La canapa come rimedio al riscaldamento globale

Che cos’è la CO2? La CO2, ossia l’anidride carbonica, è un gas presente naturalmente nell’atmosfera sin dall’inizio dei tempi. Essa è formata da un atomo di carbonio a cui sono legati 2 atomi di ossigeno ed è il nutrimento di tutte le specie vegetali. La sua esistenza nell’aria, insieme ad altri gas come il metano, determina il cosiddetto effetto serra; essi, in pratica, “imprigionano” parte della radiazione solare, impedendo eccessivi sbalzi di temperatura tra il giorno e la notte e permettendo lo sviluppo della vita sul nostro pianeta in condizioni di generale stabilità climatica.
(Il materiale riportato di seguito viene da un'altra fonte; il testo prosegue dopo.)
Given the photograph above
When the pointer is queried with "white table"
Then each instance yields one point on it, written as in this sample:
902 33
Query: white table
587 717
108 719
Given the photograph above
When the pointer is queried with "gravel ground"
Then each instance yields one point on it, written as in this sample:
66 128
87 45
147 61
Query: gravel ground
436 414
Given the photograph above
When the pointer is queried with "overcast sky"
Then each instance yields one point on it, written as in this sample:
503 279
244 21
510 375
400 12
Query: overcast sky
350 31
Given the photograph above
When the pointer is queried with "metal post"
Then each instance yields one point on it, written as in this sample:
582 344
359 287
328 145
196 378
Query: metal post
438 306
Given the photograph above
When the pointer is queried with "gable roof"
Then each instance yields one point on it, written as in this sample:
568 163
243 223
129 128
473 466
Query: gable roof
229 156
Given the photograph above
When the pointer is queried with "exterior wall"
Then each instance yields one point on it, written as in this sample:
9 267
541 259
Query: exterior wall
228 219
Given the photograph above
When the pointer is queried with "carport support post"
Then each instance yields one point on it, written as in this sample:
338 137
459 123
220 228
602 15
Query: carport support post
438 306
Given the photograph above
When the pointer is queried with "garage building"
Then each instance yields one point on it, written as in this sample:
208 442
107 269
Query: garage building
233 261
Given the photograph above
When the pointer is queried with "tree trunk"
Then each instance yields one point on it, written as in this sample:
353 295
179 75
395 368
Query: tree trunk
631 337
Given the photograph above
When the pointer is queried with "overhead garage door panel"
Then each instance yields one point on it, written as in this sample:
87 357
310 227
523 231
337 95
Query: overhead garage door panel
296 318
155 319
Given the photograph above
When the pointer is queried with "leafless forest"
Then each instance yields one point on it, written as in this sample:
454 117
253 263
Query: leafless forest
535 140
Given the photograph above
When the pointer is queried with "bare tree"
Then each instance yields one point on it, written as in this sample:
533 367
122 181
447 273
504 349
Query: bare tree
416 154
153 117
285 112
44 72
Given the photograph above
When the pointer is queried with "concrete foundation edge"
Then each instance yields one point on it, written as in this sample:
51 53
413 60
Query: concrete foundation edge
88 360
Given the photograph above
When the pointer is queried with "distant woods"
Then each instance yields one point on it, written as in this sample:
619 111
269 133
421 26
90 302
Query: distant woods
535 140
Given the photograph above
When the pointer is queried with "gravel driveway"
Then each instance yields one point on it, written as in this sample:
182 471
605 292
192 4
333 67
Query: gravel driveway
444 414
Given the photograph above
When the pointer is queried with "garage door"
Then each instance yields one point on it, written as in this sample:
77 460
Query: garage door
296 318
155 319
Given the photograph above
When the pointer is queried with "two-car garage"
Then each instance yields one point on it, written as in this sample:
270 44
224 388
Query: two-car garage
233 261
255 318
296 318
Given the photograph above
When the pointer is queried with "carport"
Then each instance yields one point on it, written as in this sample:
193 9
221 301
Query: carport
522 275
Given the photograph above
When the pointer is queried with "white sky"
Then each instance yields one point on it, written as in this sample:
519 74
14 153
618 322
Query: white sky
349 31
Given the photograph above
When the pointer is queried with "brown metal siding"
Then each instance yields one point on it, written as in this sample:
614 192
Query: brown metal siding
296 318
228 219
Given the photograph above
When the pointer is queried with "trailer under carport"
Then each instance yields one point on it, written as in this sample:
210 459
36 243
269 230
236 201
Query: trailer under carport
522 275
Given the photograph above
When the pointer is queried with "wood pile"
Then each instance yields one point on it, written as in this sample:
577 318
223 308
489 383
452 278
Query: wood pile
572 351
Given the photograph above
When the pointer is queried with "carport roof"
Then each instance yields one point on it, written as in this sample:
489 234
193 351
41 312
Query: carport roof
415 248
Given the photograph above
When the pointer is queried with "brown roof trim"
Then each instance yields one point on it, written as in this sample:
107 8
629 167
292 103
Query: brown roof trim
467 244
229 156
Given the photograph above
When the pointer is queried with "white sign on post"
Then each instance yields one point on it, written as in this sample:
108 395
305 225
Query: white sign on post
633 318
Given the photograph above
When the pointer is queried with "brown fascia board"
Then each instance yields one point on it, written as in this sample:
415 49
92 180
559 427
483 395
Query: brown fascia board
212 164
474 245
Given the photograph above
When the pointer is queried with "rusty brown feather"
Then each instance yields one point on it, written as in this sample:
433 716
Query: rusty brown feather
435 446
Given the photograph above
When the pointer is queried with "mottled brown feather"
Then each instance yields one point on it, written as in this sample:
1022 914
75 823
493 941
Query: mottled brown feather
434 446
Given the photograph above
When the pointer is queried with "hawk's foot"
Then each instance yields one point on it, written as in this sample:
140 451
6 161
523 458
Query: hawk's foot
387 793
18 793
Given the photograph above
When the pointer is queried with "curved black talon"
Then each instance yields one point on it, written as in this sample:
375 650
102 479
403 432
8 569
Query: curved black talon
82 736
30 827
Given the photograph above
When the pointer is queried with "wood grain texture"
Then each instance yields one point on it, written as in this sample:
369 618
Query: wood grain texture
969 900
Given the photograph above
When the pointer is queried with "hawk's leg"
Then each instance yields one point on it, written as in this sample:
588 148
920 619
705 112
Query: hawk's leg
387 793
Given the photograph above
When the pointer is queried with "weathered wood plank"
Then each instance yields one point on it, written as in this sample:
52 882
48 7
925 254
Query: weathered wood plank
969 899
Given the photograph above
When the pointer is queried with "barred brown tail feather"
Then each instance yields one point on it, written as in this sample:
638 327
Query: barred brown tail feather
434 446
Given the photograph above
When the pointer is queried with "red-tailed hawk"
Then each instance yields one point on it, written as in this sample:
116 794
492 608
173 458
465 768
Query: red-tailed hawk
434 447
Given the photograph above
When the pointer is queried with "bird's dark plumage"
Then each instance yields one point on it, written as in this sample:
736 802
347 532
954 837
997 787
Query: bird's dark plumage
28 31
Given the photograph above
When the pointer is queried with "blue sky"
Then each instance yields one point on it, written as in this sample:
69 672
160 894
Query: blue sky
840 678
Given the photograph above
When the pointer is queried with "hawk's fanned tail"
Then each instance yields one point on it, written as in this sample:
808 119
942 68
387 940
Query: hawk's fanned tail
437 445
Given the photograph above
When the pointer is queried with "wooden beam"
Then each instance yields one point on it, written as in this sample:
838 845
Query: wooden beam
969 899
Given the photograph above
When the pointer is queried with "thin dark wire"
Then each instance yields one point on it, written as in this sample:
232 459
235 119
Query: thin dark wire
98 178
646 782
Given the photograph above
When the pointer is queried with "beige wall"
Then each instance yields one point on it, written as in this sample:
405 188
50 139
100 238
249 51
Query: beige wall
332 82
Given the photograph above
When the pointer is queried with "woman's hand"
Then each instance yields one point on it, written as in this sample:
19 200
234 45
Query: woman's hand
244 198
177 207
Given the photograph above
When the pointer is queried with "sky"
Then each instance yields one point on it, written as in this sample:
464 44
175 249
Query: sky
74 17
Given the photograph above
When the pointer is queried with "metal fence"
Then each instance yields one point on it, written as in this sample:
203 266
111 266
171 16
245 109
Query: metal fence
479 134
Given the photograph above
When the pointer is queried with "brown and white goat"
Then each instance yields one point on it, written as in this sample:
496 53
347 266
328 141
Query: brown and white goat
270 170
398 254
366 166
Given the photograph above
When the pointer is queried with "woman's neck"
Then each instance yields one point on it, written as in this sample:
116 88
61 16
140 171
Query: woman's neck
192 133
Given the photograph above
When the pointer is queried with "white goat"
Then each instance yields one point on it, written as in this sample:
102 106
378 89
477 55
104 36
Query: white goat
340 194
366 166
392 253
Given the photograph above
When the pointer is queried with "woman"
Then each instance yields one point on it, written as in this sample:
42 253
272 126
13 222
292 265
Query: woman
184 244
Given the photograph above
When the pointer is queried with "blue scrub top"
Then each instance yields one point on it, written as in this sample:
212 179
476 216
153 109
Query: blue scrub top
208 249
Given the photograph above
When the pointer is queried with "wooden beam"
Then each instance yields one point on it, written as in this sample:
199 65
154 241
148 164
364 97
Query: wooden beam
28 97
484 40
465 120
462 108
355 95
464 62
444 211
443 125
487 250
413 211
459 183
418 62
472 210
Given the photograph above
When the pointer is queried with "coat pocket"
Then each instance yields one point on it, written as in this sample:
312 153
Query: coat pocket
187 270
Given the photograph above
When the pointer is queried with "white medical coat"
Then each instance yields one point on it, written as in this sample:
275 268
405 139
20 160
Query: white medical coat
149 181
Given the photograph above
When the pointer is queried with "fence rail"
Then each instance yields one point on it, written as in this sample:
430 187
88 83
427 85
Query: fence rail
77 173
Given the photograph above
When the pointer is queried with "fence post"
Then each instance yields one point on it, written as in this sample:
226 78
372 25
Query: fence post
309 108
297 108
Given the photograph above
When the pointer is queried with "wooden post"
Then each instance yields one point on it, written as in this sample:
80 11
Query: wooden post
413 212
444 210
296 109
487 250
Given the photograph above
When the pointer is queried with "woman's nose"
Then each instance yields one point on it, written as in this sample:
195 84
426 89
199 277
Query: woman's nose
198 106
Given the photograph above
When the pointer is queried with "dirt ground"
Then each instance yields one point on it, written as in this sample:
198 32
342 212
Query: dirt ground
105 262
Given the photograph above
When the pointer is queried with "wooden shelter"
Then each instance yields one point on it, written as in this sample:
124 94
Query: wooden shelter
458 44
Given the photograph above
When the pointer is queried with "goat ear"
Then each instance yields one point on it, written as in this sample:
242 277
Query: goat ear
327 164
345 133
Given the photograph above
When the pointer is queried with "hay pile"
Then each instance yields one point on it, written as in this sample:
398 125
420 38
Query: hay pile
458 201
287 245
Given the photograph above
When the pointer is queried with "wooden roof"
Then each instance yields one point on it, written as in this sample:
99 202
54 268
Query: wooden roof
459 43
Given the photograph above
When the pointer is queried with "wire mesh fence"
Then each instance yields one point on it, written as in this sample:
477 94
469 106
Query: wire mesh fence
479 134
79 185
Ma c’è un problema: un suo eccessivo accumulo nell’atmosfera può contribuire ad acuire questo processo, portando ad un aumento anomalo delle temperature planetarie con conseguenze nefaste per il clima e per tutte le forme di vita sulla Terra. Questo sta purtroppo avvenendo negli ultimi decenni e la causa sono le attività umane: non solo con lo sviluppo dell’industria alimentata dapprima dal carbone e poi dal petrolio, ma anche, e soprattutto, con le deforestazioni selvagge. Senza piante ad assorbire l’anidride carbonica, questa tende, ovviamente, ad aumentare.

Negli ultimi decenni si sono succeduti Congressi ed accordi, spesso disattesi, per risolvere il problema, ma forse la soluzione non è poi così lontana. Ed è la canapa.

La canapa cresce rapidamente, come un’erbaccia, ed è quindi una pianta molto indicata per la produzione di un nuovo tipo di plastica sostenibile, la bioplastica. Queste bioplastiche (ve ne sono una notevole varietà) possono sostituire la maggioranza delle plastiche a base di petrolio.

La plastica di canapa è il materiale del futuro, leggero e biodegradabile. Ha una lavorazione decisamente più semplice rispetto ai derivati del petrolio: una volta rimosse le fibre dai gambi di canapa, il restante 77% è costituito da cellulosa, una molecola che costituisce la base della struttura stessa degli alberi e delle piante, e che può essere utilizzata per produrre plastica biodegradabile a prezzi più che abbordabili.

Quest’ultima ed altri prodotti a base di canapa possono contribuire a ridurre l’effetto serra, perché questa pianta è in grado di assorbire una notevole quantità di anidride carbonica, sia durante la crescita, sia con la produzione di materiali durevoli o la trasformazione in mattoni che assorbono questo gas e impediscono che vada in circolo.

Ciò contrasta il riscaldamento globale, mentre la produzione di plastiche petrolchimiche comporta un maggior impatto ambientale, considerate l’estrazione della materia prima e le emissioni di CO2 e sottoprodotti tossici dovuti alla sua raffinazione e lavorazione.

Sicuramente la CO2, in quanto tale, non è la causa di tutti nostri mali e il fatto di essere il nutriente delle piante, come la canapa, ci aiuta a trovare metodi per tenerla sotto controllo.

La canapa diventa quindi la chiave di volta per poter, non solo innescare e sostenere una economia circolare a livello planetario, ma anche per porre rimedio ai danni di un secolo di sfruttamento del petrolio.